Buddha ist bekanntlich unter dem Namen Gautama Sarvarthasiddha als Fürstensohn zu Kapilavastu (um 623 v. Chr.) geboren. Bis zu seinem 29. Lebensjahre hat er wie alle Fürstensöhne, wenigstens der Volksidee nach, herrlich und in Freuden gelebt. Wie er also zu seiner Leidensauffassung und Verneinung des Lebens kam, richtiger, sie konsequenter ausbildete als schon vor ihm geschehen war? Er sah auf einer Ausfahrt nach einem Lustgarten einen Greis „mit kahlem Haupt, gebeugtem Körper und zitternden Gliedern. Bei einer zweiten Ausfahrt gewahrte er einen unheilbaren Kranken, von Aussatz und Geschwüren bedeckt, vom Fieber geschüttelt, ohne Führer und ohne Hilfe; auf einer dritten einen von Würmern zerfressenen, verwesenden Leichnam am Wege. Er fragte sich, wozu Lust, Tugend und Freude nützten, wenn sie dem Alter, der Krankheit und dem Tod unterworfen seien.“ Da verläßt er alles, zieht als Bettler durch die Lande und hört in allen Schulen die Lehren der Priester und Forscher. Wie ihn nichts befriedigt, schließt er sich in einen Wald ein, lebt in harten Kasteiungen und Bußübungen, weshalb er Muni und, unter Hinzufügung seines Geschlechtsnamens, Çakjamuni genannt wurde. Als er auch Kasteiung und Bußübung für erfolglos erkennt, versinkt er in tiefstes Nachsinnen über den Grund der Leiden und den Zweck des Lebens. Jetzt erst blitzt der richtige Gedanke in ihm auf, als blitzender Strahl schießt er aus seiner Stirne bis an das Ende der Welt. Und nun ist er Buddha ([S. 139]), der „Erleuchtete“. Das ist Legende, aber wie sehr der Indier zu Beschaulichkeit und Nichtigerklärung der Welt neigt, hat uns Rudyard Kipling in einer seiner reizendsten Geschichten, vom höchstgestellten Minister Purun Dass geschildert.

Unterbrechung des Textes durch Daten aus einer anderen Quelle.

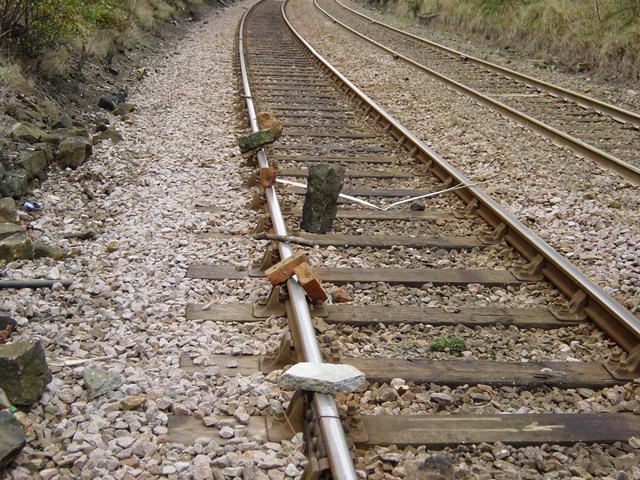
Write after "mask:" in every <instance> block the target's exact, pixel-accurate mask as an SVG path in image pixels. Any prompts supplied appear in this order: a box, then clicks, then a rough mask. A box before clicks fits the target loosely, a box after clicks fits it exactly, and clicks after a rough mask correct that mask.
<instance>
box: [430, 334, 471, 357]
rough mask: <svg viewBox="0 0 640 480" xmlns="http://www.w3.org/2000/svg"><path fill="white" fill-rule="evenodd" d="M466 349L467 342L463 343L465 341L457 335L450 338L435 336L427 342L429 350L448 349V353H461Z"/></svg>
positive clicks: (435, 351) (445, 351) (438, 351)
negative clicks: (429, 343)
mask: <svg viewBox="0 0 640 480" xmlns="http://www.w3.org/2000/svg"><path fill="white" fill-rule="evenodd" d="M466 349H467V344H466V343H465V341H464V340H462V339H461V338H457V337H451V338H442V337H438V338H435V339H434V340H433V341H432V342H431V343H430V344H429V351H430V352H446V351H448V352H449V353H452V354H454V355H462V352H464V351H465V350H466Z"/></svg>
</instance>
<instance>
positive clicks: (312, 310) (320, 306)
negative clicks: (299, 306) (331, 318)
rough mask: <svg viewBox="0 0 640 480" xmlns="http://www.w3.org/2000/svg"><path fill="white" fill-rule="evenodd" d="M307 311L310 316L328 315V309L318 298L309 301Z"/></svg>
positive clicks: (323, 315)
mask: <svg viewBox="0 0 640 480" xmlns="http://www.w3.org/2000/svg"><path fill="white" fill-rule="evenodd" d="M309 311H310V313H311V316H312V317H320V318H327V317H328V316H329V310H327V305H326V304H325V303H324V302H322V301H320V300H317V301H315V302H311V303H310V304H309Z"/></svg>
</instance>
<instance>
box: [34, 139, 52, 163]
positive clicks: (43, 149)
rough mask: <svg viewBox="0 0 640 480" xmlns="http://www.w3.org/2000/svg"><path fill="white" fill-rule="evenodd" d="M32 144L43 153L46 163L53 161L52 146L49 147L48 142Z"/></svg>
mask: <svg viewBox="0 0 640 480" xmlns="http://www.w3.org/2000/svg"><path fill="white" fill-rule="evenodd" d="M32 146H33V148H35V149H36V150H39V151H41V152H42V153H43V154H44V157H45V158H46V159H47V165H50V164H51V162H53V148H51V144H50V143H44V142H43V143H34V144H33V145H32Z"/></svg>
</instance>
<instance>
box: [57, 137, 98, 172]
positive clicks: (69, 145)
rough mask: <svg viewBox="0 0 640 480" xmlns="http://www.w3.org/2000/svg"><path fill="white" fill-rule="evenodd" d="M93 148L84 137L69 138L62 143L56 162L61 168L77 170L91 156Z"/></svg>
mask: <svg viewBox="0 0 640 480" xmlns="http://www.w3.org/2000/svg"><path fill="white" fill-rule="evenodd" d="M92 150H93V147H92V146H91V142H89V140H87V139H86V138H83V137H69V138H66V139H65V140H63V141H62V142H61V143H60V148H59V149H58V155H57V157H56V160H57V161H58V164H59V165H60V168H72V169H76V168H78V167H79V166H80V165H82V164H83V163H84V162H85V161H86V160H87V159H88V158H89V157H90V156H91V152H92Z"/></svg>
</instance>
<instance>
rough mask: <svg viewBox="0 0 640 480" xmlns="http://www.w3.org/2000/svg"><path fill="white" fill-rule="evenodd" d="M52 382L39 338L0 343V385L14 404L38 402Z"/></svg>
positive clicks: (14, 404)
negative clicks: (48, 385)
mask: <svg viewBox="0 0 640 480" xmlns="http://www.w3.org/2000/svg"><path fill="white" fill-rule="evenodd" d="M50 381H51V370H50V369H49V366H48V365H47V359H46V358H45V355H44V350H43V349H42V346H41V345H40V342H38V341H21V342H14V343H10V344H7V345H0V388H2V389H3V390H4V392H5V393H6V394H7V396H8V397H9V400H11V403H13V404H14V405H21V406H30V405H32V404H34V403H35V402H37V401H38V400H39V399H40V396H41V395H42V392H44V389H45V387H46V386H47V384H48V383H49V382H50Z"/></svg>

Bei den Eraniern finden wir, was sehr seltsam berührt, nichts von dieser Lehre der Seelenwanderung und Wiederbekörperung. Sie wird also bei den Indiern wohl nach der Trennung von ihnen entstanden sein. Aber am äußersten Ende Europas soll ein arisches Volk diese Lehre wenigstens zu einem Teil besessen haben, die Kelten. Cäsar weiß davon. Er sagt in „De bello Gallico“, VI, 14: „In primis hoc volunt (nämlich die Druiden) persuadere; non interire animas, sed ab aliis post mortem transire ad alios“. Das ist aber wohl das einzig Sichere; alles was sonst noch in dieser Hinsicht von den Kelten und Druiden erzählt wird, ist Fabel oder aus ungewissen Überlieferungen und späteren Bardenliedern erschlossen. Die Seele soll nach dem Tode ihres Besitzers zuerst in die Lüfte zu den Wolken schweben, letztere also sollen Sitz von Seelen sein. Wären die Ossiangedichte altes Gut, so hätten wir einen Beweis für diese Behauptung: „Meine Väter neigen sich herab von ihren Gewölken, zu empfangen ihren graulockigen Sohn“, klagt Fingal nach dem Fall seines geliebten Sohnes Oscar. Als Wolkengeister schweben sie über kämpfenden Heeren und nehmen Teil an der Entscheidung, wie die Walkyren, die ebenfalls Wolkengeister sind. Auch auf dem Monde weilen die Seelen, ein Glaube, der weit verbreitet ist. Dort hausen sie unter Schnee und Eis und vergessen alles vom vergangenen Leben. Bei Sonnenfinsternissen kehren sie zur Erde zurück, werden von der Sonne erweckt und beginnen ein neues irdisches Dasein.